Judge of the Supreme Court of Appeal of South Africa
- In office 2000–2009

Judge of the Cape Provincial Division of the Supreme Court of South Africa
- In office 1993–2000

Personal details
- Born: Ian Gordon Farlam Cape Town, Cape Province, Union of South Africa (now Western Cape)
- Alma mater: University of Cape Town
- Profession: Advocate

= Ian Farlam =

South African judge

Ian Farlam SC is a retired South African judge, who chaired the commission of inquiry into the 2012 Marikana massacre.

== Early life and education ==
Farlam was born in Cape Town and obtained his LLB degree from the University of Cape Town in 1961. In that year he was also the clerk of Judge Martin Theron.

==Career ==
He became a prosecutor and worked at the attorney general's office from 1964 until 1968, first in Grahamstown and then in Cape Town. He joined the Cape Bar in 1968 and was awarded Senior Counsel status at the end of 1981.

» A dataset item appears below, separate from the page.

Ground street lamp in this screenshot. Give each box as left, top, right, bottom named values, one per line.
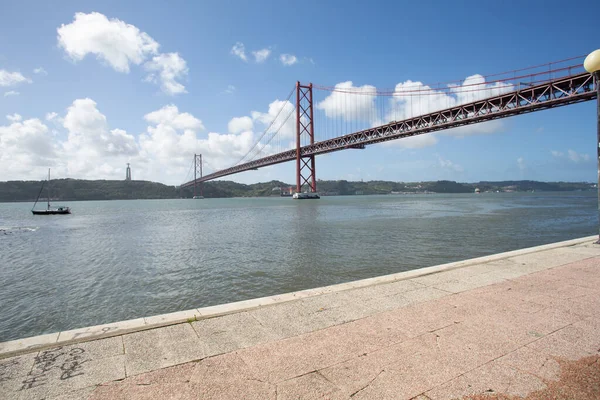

During 1988, Farlam acted for the first time as a judge in the Orange Free State Provincial Division of the High Court and on 1 October 1993, he was appointed judge of the Cape Provincial Division of the High Court. In 2000 he was appointed as a Judge of Appeal in the Supreme Court of Appeal, a position he held until his retirement in 2009.

==Post-retirement ==
From late 2012, Farlam chaired the commission of inquiry into the Marikana massacre.